Панна Янина говорила что-то еще, но это «что-то» пролетало мимо наших ушей. Я уловила из всей ее дальнейшей речи только одно: Луция, окончив поварскую школу, всегда сможет легко найти себе работу в каком-нибудь пансионате, отеле или помещичьей усадьбе. У госпожи баронессы – обширные знакомства, и по ее рекомендации в любую усадьбу охотно возьмут добропорядочную, интеллигентную и религиозную экономку. Луция должна подумать о том, что, работая, она сможет помочь матери, жизнь которой столь тяжела, и найдет, без сомнения, необходимое удовлетворение в труде. Луция будет не первой из числа тех, кто пожертвовал своими личными устремлениями на благо своей семьи, родных и близких.
Тут голос панны Янины слегка дрогнул. Она быстро-быстро замигала и после минутного молчания добавила:
– Так будет для вас лучше, дорогие девочки, хотя, может быть, в настоящий момент вы еще недостаточно представляете себе, сколько проницательности и доброты вложила в это дело госпожа баронесса.
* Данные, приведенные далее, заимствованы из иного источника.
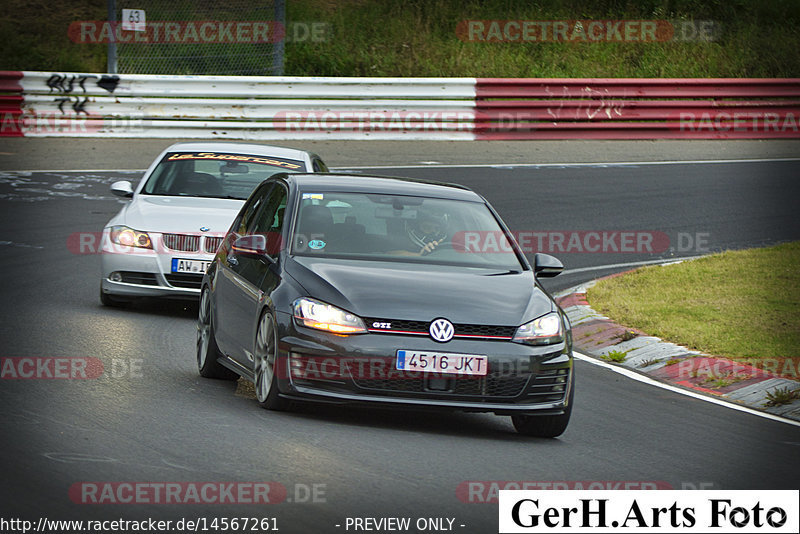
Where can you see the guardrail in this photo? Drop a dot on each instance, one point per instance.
(284, 108)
Панна Янина снова говорила холодным, равнодушным, непреклонным тоном, который и раньше был столь характерен для нее, но от которого последнее время она как будто решительно отказалась. И я почувствовала, что мы, с кем она в течение нескольких дней играла, как с куклами, в ласку и доброту, вновь стали для нее только бедными детьми предместья, взятыми из милосердия в помещичью усадьбу на время летних каникул…
Мы попрощались с нашей опекуншей и вернулись к себе на чердак.
Вопреки моим ожиданиям, Луция не плакала, не отчаивалась. Она села возле биллиарда и, нахмурив брови, подперев голову рукой, над чем-то задумалась. А через несколько минут взяла карандаш, лист бумаги и начала что-то быстро-быстро писать. Когда я, подойдя поближе, склонилась над ней, желая посмотреть, что она пишет, Луция решительно заслонила лист бумаги рукой.
Сообщение о том, что я должна идти в школу, сбило меня с толку и смутило, словно я исподтишка схватила и присвоила себе то, что целиком и полностью принадлежало моей сестре. Я не имела ни малейшего сомнения в том, что столь высоким для меня отличием я обязана протекции нашей опекунши. Панна Янина всегда стремилась как-то выделить меня, противопоставляя Луции, которая, по ее мнению, была слишком самолюбива, слишком сдержанна по отношению к ней, в то время как я заискивала перед нашей опекуншей, показывая ей свою услужливость и мягкотелость.
Поздно вечером мы начали паковать свои вещички, готовясь к отъезду. А когда утром я поднялась с кровати, Луция еще спала. Тогда я начала разыскивать лист бумаги, на котором сестра писала что-то вчера втайне от меня. И наконец – нашла!